Originally the E-type’s gearbox was fitted with synchromesh, but Ricketts has removed it from GPI. “I had a lot of problems with it grating. You had to get the revs just right, it wasn’t pleasant, and every time I took it apart there was lots of shrapnel inside. Another problem was that once you’d stopped you couldn’t get it into gear. As you came up to the start you had to change gear on the move, before you came to a standstill. If you tried it stationary you wouldn’t get any gear except reverse — the only one without synchromesh. I tried all kinds of things but I couldn’t cure the problems. So in the end I took the synchro rings out and made up spacers to take their place. From that day forwards the gearbox has been great.”

In its pre-war form the E-type had a capacity of 1487cc, but was originally specified with a 2.2-litre version of ERA’s in-line six. “ERA was trying to compete with 3-litre cars, but could not afford a new engine so they grew the original as big as they could. But at 2.2-litres there’s so little meat between the bores that the block cracks, so I don’t believe they ever did make it 2.2. I think they were talking up the car. It was actually a 2-litre, like the engine I’ve got in GPI. It’s original, exactly as made by ERA, and was in the car in its prototype form in 1938.”

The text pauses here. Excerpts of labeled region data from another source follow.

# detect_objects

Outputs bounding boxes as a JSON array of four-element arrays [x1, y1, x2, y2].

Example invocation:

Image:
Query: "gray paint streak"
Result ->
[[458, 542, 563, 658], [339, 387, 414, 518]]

Gearsets behind the clutch and ahead of the gearbox lowered the propshaft, in order to sit the driver as low as possible. “In pre-war form the car had the dropped propshaft — not 3in below the crank, as it says in the books, but 4.5in; I’ve measured it. Post-war, ERA was trying to gain in every respect and figured the car was losing too much power through the gearing, so the propshaft was brought back into line. If you look at the bell-housing there’s a little cover — that’s where the shaft came out. At the back, ahead of the gearbox, you could do the something. Preand immediately postwar the car had a lovely cigar shape; then you suddenly see the cockpit area change and the driver sitting up out of the car.”

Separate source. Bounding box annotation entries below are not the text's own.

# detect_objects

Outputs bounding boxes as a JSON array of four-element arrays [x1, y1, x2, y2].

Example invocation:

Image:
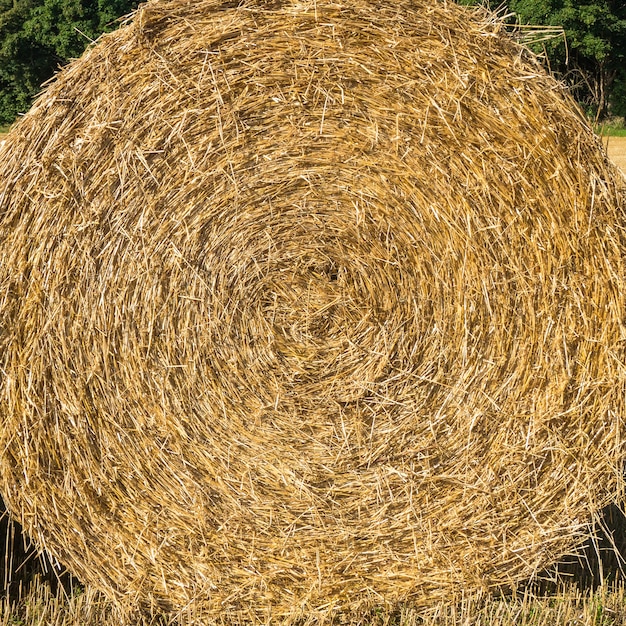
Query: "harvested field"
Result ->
[[0, 0, 626, 622]]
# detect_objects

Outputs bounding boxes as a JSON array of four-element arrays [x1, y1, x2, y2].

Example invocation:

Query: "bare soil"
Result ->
[[603, 137, 626, 174]]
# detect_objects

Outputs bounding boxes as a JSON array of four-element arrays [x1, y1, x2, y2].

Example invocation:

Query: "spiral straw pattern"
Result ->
[[0, 0, 626, 621]]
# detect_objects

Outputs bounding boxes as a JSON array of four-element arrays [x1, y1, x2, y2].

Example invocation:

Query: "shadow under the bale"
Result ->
[[0, 498, 77, 601], [529, 504, 626, 595]]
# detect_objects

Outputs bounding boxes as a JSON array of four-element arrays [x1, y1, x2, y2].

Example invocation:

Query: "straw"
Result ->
[[0, 0, 626, 622]]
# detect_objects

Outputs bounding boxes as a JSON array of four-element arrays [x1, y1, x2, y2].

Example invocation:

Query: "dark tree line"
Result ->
[[459, 0, 626, 122], [0, 0, 139, 125], [0, 0, 626, 125]]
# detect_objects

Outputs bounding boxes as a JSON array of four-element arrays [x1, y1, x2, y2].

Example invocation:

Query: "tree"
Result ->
[[509, 0, 626, 121], [0, 0, 139, 124], [0, 0, 54, 124]]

To put it mildly, the E-type’s steering gear was an abomination. “On the bulkhead behind the engine, three gears take the steering off to the left. There’s a reduction too. From there you have a very small-diameter shaft that runs down the side of the engine, then another two gears bring it up to the right height for the rack and pinion. So the steering is a bit remote. I always had the problem that when I went into a corner the front wheels would do one thing while I was steering the opposite way. I was always trying to catch up with where the wheels were pointing. It turned out that the shaft alongside the engine, which is nearly 3ft long, was twisting because it is too small in diameter. I’ve put in a thicker one, although space is very restricted there. It made a big improvement.”

The track-rod layout was a Horlicks. “The rack is over to one side with both track-rods at an angle. On the left the arm is much shorter and at a larger angle. When you were comering, the track-rods would pull the rack and pinion back and forwards. One day I also realised I had half an inch more lock on one wheel than the other because the steering angles were so different. So I made up a frame that bolts on to the rack’s original inner joints for the track-rods. This moves them back about two inches, so that they are now in a straight line with the steering arms, and then I made the track-rods equal lengths to this frame. That solved the different bump steer at the two wheels as well!”

In search of increased power, ERA replaced the Murray Jamieson Roots-type supercharger used previously with a Zoller vane-type blower, capable of higher boost pressure. “It wasn’t just about boost. The Zoller is more efficient— it only loses about 30 per cent of the extra power generating the pressure. With a Roots, once you get to about 16psi, every extra bhp you produce you just about lose powering the blower. I have drawings showing two different Zoller sizes. I think the smaller gave 28psi boost— the figure quoted in the books — and the bigger one perhaps 32psi.” The Zoller wasn’t reliable, however, so different options, including twostage Roots superchargers, were adopted post-war. GPI now runs a single K300 Roots.